The government, he said, had “have the collection machinery for a mansion tax”. This refers to changes in the tax system over the stamp duty paid by offshore companies. Offshore companies, through which many high net worth individuals (HNWI) buy property in London, that own homes worth more than £2m must now pay an annual stamp duty charge of between £15,000 and £140,000.
At the debate, which was hosted by the Today programme’s John Humphreys, the panel debated the impact of HNWI buying properties in prime central London (defined primarily as the areas around Hyde Park), and whether it created a property bubble for the rest of the city and Britain.

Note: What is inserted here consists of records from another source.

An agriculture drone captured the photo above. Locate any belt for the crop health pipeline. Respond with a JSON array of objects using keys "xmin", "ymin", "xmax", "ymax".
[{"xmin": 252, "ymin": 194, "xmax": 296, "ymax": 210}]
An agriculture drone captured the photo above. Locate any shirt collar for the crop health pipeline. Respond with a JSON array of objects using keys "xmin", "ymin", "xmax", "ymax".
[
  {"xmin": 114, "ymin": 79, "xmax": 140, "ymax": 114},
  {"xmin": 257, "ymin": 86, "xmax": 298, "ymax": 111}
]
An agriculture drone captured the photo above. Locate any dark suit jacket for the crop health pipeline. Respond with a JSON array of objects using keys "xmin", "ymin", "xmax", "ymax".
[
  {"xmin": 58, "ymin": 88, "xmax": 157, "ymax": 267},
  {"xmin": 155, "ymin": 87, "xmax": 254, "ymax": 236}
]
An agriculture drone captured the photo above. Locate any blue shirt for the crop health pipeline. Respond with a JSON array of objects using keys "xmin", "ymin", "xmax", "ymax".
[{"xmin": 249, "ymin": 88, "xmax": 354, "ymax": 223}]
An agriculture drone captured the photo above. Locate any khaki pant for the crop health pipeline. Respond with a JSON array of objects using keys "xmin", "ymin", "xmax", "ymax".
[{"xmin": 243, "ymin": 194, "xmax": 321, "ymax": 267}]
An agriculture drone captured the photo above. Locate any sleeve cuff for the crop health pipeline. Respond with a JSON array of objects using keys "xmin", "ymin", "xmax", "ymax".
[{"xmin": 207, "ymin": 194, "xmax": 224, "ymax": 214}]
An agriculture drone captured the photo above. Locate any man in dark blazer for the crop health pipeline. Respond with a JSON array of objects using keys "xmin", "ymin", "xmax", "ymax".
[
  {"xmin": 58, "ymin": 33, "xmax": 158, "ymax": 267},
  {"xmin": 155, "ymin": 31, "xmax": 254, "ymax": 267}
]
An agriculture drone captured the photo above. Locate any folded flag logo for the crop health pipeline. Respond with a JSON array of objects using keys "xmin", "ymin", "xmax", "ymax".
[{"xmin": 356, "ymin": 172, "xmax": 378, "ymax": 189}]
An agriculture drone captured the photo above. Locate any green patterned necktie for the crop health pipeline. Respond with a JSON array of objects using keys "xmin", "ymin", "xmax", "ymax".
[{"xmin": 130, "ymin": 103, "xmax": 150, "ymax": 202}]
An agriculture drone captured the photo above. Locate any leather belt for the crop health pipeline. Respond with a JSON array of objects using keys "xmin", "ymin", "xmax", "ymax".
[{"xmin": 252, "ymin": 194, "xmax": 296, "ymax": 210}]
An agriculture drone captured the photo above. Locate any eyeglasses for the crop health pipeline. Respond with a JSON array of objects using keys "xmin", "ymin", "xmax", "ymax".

Matthew Sinclair of Europe Economics, formerly chief executive of the Taxpayers Alliance, said the number of properties sold in that small prime area of London were not enough to make any substantial difference to the market.
“In reality we are talking about a couple of hundred people globally. There are too few of them to actually be making any difference to people’s affordability. The small group of people that can afford to buy in prime central London can do so just for the hell of it.
“It’s a political fraud which says there’s a foreign other that you should hate because it’s their fault you can’t buy in London.”
LCP CEO Naomi Heaton said the prime central London property market had growth by an average of 9% every year since the Second World War. She said London property continued to be attractive to the “high net worth community of the world.”